“Grown-ups don't look like grown-ups on the inside either. Outside, they're big and thoughtless and they always know what they're doing. Inside, they look just like they always have. Like they did when they were your age. Truth is, there aren't any grown-ups. Not one, in the whole wide world.”
― The Ocean at the End of the Lane
I hope it’s
not a cop-out to say that my favorite narrator exists in my favorite (fiction)
book, The Ocean at the End of the Lane by
Neil Gaiman. The book is a semi-autobiographical recounting of fantastical
events that take place in a half-imagined version of the author’s childhood. Most of the story
is narrated 1st person, potentially
unreliably, from the perspective of a fictional 6-year-old version of the
author, though the beginning and ending are narrated by a world-weary fictional
version of the adult author.
The experience
is so powerful as an adult reader because you sympathize with the adult
narrator and his sadness, his exhaustion, his nostalgia, and his sense of being
overwhelmed by memory when the sight of his childhood friend’s pond opens the
floodgates of events he’d forgotten. It is also so immersive when the narration
switches from the adult narrator to the child version of himself. He speaks
like a small child would speak, he looks at the world in the way a child looks
at the world, his interests are child-like, etc. And yet, the genius of Gaiman’s
work (in my opinion) is that he persuades you, the reader, to believe that
beyond behind or underneath the surfaces of what we can touch, see, hear, etc. there is a deep, old,
powerful magic that only asks us to look for it to know that it’s there. The
child narrator does misreport some things due to naiveté, yes, but he also is
able to see the deeper magic around him that the adults in his life simply
cannot (or will not) see.
This
particular narration style and the conceit of the novel are very interesting
from a narratology standpoint. They sit right on the apex of the argument
between traditional narratology and more recent narratologists who argue for a “middle
way” of considering either the author himself or the fictional narrator to be “the
highest textual speaker position.” In one layer, we consider that Neil Gaiman
himself considers this novel to be semi-autobiographical, himself being
portrayed in an intentional sense by the child narrator. In another layer, we
consider the fact that 1.) this is magical realism verging on fantasy, and so
some of the events and characters do not resemble our known universe, and 2.)
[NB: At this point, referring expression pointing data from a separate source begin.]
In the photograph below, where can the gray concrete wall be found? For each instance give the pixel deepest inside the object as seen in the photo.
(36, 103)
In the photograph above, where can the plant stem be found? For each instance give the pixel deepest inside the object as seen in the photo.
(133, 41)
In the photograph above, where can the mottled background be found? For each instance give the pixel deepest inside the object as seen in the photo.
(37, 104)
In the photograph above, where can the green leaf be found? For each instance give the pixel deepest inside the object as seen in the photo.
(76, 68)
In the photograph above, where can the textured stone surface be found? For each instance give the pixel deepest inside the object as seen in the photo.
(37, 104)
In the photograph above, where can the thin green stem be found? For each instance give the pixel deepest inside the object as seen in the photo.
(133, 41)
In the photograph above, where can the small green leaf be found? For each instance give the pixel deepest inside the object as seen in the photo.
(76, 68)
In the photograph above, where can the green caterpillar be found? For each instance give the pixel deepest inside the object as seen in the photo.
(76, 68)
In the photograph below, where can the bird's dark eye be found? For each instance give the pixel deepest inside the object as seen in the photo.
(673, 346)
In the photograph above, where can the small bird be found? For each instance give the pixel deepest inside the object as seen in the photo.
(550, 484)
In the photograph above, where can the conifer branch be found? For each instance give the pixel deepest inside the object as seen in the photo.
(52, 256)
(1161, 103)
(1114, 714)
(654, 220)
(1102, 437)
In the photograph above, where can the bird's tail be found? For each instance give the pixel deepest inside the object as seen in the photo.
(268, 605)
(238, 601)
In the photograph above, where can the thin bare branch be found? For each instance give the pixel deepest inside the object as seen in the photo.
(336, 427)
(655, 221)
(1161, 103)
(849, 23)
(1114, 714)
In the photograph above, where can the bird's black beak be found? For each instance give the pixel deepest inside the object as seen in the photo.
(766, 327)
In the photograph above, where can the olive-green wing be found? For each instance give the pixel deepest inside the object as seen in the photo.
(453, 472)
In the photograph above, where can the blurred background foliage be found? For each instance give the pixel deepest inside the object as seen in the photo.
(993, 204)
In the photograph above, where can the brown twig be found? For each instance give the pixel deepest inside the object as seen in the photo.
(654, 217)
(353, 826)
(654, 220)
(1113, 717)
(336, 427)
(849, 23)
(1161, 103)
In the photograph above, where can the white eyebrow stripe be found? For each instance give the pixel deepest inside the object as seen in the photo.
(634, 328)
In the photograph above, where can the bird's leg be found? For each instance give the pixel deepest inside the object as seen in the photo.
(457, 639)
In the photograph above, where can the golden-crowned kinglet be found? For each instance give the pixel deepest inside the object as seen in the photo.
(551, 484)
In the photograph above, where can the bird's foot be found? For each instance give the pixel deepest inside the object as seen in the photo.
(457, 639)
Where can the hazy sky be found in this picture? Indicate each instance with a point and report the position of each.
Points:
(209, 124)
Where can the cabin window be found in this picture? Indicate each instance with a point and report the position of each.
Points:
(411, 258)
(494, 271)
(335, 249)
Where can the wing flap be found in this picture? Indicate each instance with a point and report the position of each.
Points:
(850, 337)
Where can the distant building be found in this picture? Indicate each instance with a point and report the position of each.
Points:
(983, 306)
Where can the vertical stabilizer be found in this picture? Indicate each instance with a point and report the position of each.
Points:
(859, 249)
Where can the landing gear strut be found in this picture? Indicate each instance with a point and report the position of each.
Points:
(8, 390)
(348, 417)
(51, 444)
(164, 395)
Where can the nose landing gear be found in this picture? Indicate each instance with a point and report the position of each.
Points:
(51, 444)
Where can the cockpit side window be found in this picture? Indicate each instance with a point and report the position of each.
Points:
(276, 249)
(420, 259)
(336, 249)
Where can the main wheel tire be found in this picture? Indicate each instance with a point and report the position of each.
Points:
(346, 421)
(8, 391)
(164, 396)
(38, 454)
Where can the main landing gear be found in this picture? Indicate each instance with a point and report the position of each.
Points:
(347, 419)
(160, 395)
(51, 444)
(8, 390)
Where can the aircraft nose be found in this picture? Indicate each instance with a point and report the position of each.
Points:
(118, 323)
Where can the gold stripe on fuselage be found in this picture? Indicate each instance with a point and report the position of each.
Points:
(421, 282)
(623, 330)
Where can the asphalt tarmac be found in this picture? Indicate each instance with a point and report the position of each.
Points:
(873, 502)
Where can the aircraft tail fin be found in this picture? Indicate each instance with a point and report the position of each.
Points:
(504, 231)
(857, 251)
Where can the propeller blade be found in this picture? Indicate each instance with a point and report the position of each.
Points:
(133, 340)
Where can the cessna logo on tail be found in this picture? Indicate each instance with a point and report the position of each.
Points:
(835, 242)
even if this were a straight fictionalized autobiography, Gaiman as an adult
man cannot seamlessly depict himself as a child using a child’s voice, thinking
a child’s thoughts because he is no longer a child; he is thinking with his
adult brain. I think Gaiman would agree with this, as he has spoken about how
this is a novel about what we lose as we grow up and move on. Thus the narrator
is the author, and at the same time he is a fictional character.